I definitely don’t have it all figured out. I can only imagine your struggles. I think that you feel especially frustrated because your love for them is instinctive, and makes you want to, and feel like you’re meant to, meet their every need. But remember, no matter what mistakes you make, or how inadequate you feel, no one can ever take your place for Simon and Ramona. No one will ever love them in the same way you do. I personally have never experienced such gut-wrenching love for someone as I do for my son.
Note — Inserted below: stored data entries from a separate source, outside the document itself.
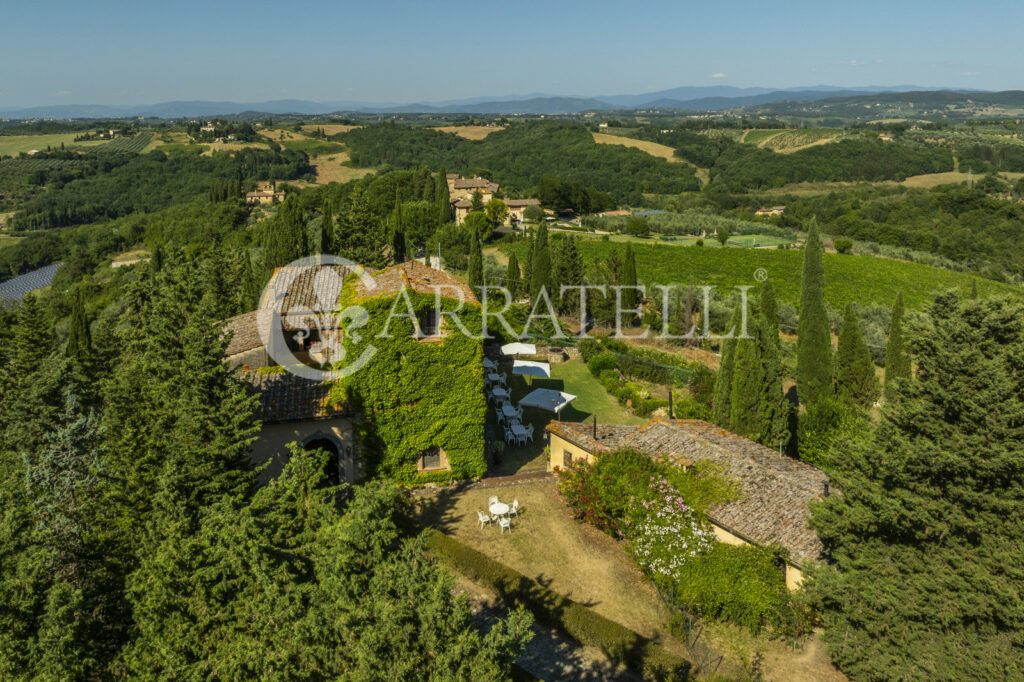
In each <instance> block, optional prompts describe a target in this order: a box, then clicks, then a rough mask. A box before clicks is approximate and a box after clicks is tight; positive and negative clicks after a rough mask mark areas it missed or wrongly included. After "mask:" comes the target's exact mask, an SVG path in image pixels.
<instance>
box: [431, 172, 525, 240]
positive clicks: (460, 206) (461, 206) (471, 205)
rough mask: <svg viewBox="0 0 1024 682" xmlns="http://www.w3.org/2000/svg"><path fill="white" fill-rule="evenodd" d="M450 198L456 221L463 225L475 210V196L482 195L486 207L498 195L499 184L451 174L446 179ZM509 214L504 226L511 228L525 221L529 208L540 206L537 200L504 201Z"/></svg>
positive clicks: (507, 199) (477, 178) (453, 174)
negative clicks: (506, 226)
mask: <svg viewBox="0 0 1024 682" xmlns="http://www.w3.org/2000/svg"><path fill="white" fill-rule="evenodd" d="M445 179H446V180H447V185H449V196H450V197H451V199H452V211H453V215H454V216H455V221H456V223H458V224H460V225H461V224H462V223H463V221H465V220H466V216H467V215H469V213H470V212H471V211H472V210H473V195H474V194H475V193H476V191H479V193H480V198H481V199H482V200H483V203H484V205H486V203H487V202H489V201H490V200H492V199H494V198H495V196H496V195H497V194H498V188H499V184H498V183H497V182H492V181H490V180H488V179H486V178H482V177H474V178H469V179H466V178H463V177H461V176H459V175H458V174H456V173H449V174H447V176H446V178H445ZM502 201H503V202H505V205H506V206H507V207H508V209H509V212H508V215H507V216H506V217H505V222H504V225H505V226H507V227H510V226H512V225H515V224H520V223H522V222H524V221H525V217H524V213H525V211H526V208H527V207H529V206H540V205H541V202H540V201H539V200H537V199H502Z"/></svg>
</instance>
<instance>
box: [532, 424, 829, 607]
mask: <svg viewBox="0 0 1024 682" xmlns="http://www.w3.org/2000/svg"><path fill="white" fill-rule="evenodd" d="M547 430H548V432H549V437H550V447H551V455H550V461H549V463H548V466H549V468H550V469H554V468H555V467H565V466H568V465H569V464H571V463H572V462H575V461H580V460H583V461H586V462H590V463H593V462H595V461H597V460H598V459H600V457H601V455H602V453H609V452H613V451H617V450H627V449H628V450H635V451H638V452H641V453H644V454H646V455H647V456H649V457H650V458H651V459H653V460H655V461H658V462H667V463H670V464H674V465H676V466H681V467H689V466H691V465H692V464H694V463H696V462H698V461H710V462H713V463H715V464H717V465H720V466H723V467H724V469H725V471H724V473H725V474H726V475H727V476H729V477H731V478H733V479H736V480H738V481H739V483H740V486H741V495H740V497H739V499H737V500H733V501H731V502H727V503H725V504H720V505H716V506H714V507H712V508H710V509H709V510H708V517H709V520H710V521H711V522H712V526H713V527H714V529H715V535H716V536H718V539H719V541H721V542H723V543H729V544H732V545H746V544H750V545H759V546H766V545H772V544H775V545H780V546H781V547H783V548H785V549H786V550H787V551H788V557H787V558H786V561H785V564H784V565H783V566H780V569H781V570H782V571H783V572H784V578H785V584H786V587H788V588H790V589H791V590H795V589H797V588H798V587H799V586H800V584H801V582H802V581H803V570H804V567H805V565H806V564H807V562H810V561H816V560H818V559H820V558H821V553H822V551H823V546H822V544H821V541H820V540H819V539H818V537H817V534H815V532H814V530H812V529H811V528H809V527H808V525H807V521H808V519H809V518H810V516H811V512H810V509H809V508H808V503H809V502H813V501H815V500H820V499H821V498H823V497H827V496H828V494H829V491H828V477H827V476H825V474H824V473H823V472H821V470H819V469H817V468H815V467H813V466H811V465H809V464H806V463H804V462H799V461H797V460H794V459H791V458H788V457H785V456H784V455H780V454H778V453H776V452H775V451H773V450H771V449H769V447H765V446H764V445H761V444H759V443H756V442H754V441H752V440H748V439H746V438H743V437H741V436H738V435H736V434H734V433H730V432H728V431H726V430H724V429H722V428H719V427H718V426H715V425H713V424H709V423H707V422H702V421H699V420H668V419H658V418H655V419H652V420H651V421H649V422H648V423H646V424H644V425H643V426H623V425H613V424H607V425H595V424H573V423H567V422H552V423H551V424H549V425H548V427H547Z"/></svg>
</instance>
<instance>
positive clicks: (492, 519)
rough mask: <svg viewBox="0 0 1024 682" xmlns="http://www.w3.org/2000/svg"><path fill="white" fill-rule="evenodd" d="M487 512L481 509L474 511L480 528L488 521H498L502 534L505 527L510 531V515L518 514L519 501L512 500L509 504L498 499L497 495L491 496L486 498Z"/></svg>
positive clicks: (517, 516) (499, 526)
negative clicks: (479, 510)
mask: <svg viewBox="0 0 1024 682" xmlns="http://www.w3.org/2000/svg"><path fill="white" fill-rule="evenodd" d="M487 512H488V513H486V514H484V513H483V512H481V511H477V512H476V518H477V520H479V522H480V528H481V529H482V528H483V526H485V525H486V524H488V523H498V526H499V527H500V528H501V529H502V532H503V534H504V532H505V530H506V529H508V531H509V532H512V517H513V516H515V517H517V518H518V516H519V501H518V500H513V501H512V504H511V505H508V504H506V503H504V502H501V501H499V500H498V496H492V497H490V499H489V500H487Z"/></svg>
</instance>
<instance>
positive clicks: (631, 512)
mask: <svg viewBox="0 0 1024 682" xmlns="http://www.w3.org/2000/svg"><path fill="white" fill-rule="evenodd" d="M649 489H650V492H651V495H650V496H649V497H646V498H643V499H637V498H634V499H632V500H631V503H632V509H631V513H630V517H629V522H628V523H627V525H626V535H627V537H628V538H629V539H630V541H631V550H632V552H633V556H634V558H636V561H637V563H639V564H640V566H641V567H642V568H643V569H644V570H646V571H648V572H650V573H652V574H654V576H664V577H666V578H671V579H673V580H678V579H679V578H680V576H681V574H682V569H683V566H685V565H686V562H687V561H689V560H690V559H692V558H694V557H696V556H698V555H701V554H705V553H707V552H710V551H711V550H712V549H714V547H715V542H716V538H715V532H714V530H712V529H711V526H710V525H709V524H708V522H707V521H706V520H705V519H703V518H702V517H701V516H700V514H698V513H697V512H696V511H695V510H693V509H692V508H690V507H689V506H688V505H687V504H686V502H685V501H684V500H683V498H682V497H681V496H680V495H679V492H678V491H677V489H676V488H675V486H673V485H672V483H670V482H669V481H668V479H666V478H665V476H660V475H658V476H651V477H650V488H649Z"/></svg>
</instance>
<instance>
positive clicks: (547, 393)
mask: <svg viewBox="0 0 1024 682" xmlns="http://www.w3.org/2000/svg"><path fill="white" fill-rule="evenodd" d="M574 399H575V396H574V395H572V394H571V393H562V392H561V391H556V390H554V389H552V388H538V389H537V390H534V391H530V393H529V394H527V395H526V396H525V397H523V398H522V399H521V400H519V404H520V406H522V407H524V408H540V409H541V410H547V411H548V412H553V413H555V414H556V415H557V414H558V413H559V412H561V411H562V410H564V409H565V406H567V404H568V403H569V402H571V401H572V400H574Z"/></svg>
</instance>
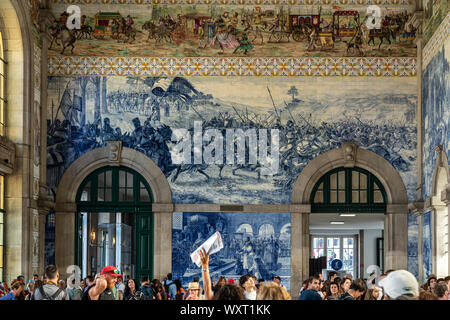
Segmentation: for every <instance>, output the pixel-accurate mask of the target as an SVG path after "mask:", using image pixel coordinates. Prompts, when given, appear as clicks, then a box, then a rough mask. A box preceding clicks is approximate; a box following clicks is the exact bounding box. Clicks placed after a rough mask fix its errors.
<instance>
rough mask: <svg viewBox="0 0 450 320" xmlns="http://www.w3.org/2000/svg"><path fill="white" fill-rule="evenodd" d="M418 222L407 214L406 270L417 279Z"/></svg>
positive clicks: (412, 215) (418, 275)
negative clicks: (407, 252)
mask: <svg viewBox="0 0 450 320" xmlns="http://www.w3.org/2000/svg"><path fill="white" fill-rule="evenodd" d="M418 252H419V224H418V221H417V217H416V216H415V215H414V214H413V213H410V214H408V271H409V272H411V273H412V274H413V275H414V276H415V277H416V278H417V279H419V257H418Z"/></svg>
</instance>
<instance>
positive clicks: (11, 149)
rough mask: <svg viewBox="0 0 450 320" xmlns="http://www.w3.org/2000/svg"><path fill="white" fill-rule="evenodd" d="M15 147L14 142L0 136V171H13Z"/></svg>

And his love for me is more than enough in return.
Hey, when all else fails, blame it on the moon!
Thinking of you often and hope to call you soon!
With extended love & Prayers.
Trish
Jane,
I am sorry to hear it was one of those days. Everyone has them…some worse than others. Like the others who posted, I think you should cut yourself some slack. If you owe Andy an apology for whatever was said, say you’re sorry, give him a big old hug and move on. I bet there is not a person out there that has not taken it out on someone they love in the heat of the moment. Just my two cents.
I wish you a peaceful and restful evening tonight.
Suzanne
Dear Jane
Oh, wow…girl, this is motherhood. It’s the seedy underbelly of motherhood but yet, that is the condition. I wish I had some words of wisdom aside from this; This is a moment and it may feel like a forever moment. It will pass and the next moment may feel like heaven and it will be a fleeting moment, perhaps.
And the next day you will have these moments here and again, up and down and the requirement will be that you deny yourself and fill the cup of milk or find a way to “make happen” whatever needs to happen to make life work.
Yes, I think you have an awful lot of added stress and difficulty…AND…the condition is the same. You have chosen motherhood and this is the territory…and it is wonderful and terrifying and exhausting. In the end, I promise it is worthwhile and you are enough.
I love you, dear Jane…you are so very loved…whatever may come-
ang
just a short entry and answer to your question. yes, i think you should extend yourself the same grace and love and goodness that you extend to ramona, simon, andy, and those of us blessed to know you. sarah
Dear Jane:
Reading your post reminded me of a quote that I read earlier this year…
“We can do no great things;
only small things with great love.”
Hope that this helps you get through the weekend. Keep smiling and God bless!